Алексей Меринов нарисовал картинку. Двуглавый герб российский. Главы птицы смотрят одна на другую. Они в конфликте. Одна в маске. Другая без маски и на первую чхает. А тельце одно. Старославянским шрифтом большими буквами написано одно слово, которое все объясняет. «Авось». Верней, так – АВОСЬ. Уникальный случай в человеческой истории, чтоб одно-единственное слово так емко и полно описывало бы мировоззрение, картину мира, все социальные практики целой нации. Это слово не переводится на другие языки.
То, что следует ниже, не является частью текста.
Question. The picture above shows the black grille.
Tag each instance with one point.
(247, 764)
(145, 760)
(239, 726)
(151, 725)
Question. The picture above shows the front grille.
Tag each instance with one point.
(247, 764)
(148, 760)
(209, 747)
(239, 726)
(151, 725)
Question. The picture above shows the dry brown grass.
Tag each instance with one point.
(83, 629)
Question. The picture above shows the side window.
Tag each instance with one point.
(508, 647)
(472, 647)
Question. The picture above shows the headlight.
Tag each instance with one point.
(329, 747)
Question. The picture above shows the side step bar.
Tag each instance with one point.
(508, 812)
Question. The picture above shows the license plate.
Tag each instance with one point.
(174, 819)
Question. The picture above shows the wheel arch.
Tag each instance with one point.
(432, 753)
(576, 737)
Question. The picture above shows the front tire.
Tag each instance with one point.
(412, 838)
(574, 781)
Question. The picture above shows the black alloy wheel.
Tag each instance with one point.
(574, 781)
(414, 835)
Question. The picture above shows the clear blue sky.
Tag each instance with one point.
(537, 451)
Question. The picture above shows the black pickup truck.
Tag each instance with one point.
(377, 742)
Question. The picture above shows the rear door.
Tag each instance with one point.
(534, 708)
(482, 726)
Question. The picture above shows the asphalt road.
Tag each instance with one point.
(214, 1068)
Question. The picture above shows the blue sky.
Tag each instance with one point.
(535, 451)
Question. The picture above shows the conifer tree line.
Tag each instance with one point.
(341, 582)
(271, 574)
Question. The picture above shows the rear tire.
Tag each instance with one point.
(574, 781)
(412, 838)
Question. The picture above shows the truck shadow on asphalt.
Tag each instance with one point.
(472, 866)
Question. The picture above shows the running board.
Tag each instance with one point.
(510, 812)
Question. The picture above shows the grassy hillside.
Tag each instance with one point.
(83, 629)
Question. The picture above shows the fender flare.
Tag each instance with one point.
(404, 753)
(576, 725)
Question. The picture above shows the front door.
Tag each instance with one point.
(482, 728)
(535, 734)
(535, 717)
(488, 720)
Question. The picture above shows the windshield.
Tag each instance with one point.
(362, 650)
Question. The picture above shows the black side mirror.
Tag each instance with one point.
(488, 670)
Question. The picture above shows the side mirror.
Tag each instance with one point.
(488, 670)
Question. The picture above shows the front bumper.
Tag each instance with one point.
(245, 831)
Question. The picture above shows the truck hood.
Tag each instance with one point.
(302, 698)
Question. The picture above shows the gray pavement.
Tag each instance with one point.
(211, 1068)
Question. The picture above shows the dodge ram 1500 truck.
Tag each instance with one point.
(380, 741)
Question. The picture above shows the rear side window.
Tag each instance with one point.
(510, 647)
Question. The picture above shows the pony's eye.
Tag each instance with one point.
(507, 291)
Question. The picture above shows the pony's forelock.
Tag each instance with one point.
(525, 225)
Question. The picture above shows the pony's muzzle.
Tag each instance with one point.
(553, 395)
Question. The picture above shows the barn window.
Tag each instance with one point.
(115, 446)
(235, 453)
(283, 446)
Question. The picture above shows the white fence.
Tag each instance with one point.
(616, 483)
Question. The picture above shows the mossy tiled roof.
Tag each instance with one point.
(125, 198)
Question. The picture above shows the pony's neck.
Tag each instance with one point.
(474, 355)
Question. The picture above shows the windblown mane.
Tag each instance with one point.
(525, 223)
Это знак стремления русской души пустить все на самотек в надежде, что «пронесет» и, благодаря непосредственному вмешательству русского бога, любой косяк будет волшебно исправлен и излечен. Мужик все делает на авось: сеет хлеб «авось урожай выдастся хороший», берет в долг «авось кредитора завтра волки в лесу съедят», играет в наперстки «авось масть пойдет», выбирает вакцинироваться или нет, «авось не заболею, сколько уж больных вокруг ходит, меня черт не берет». И кран, конечно, мне так же чинит — авось, это, того, не протечет.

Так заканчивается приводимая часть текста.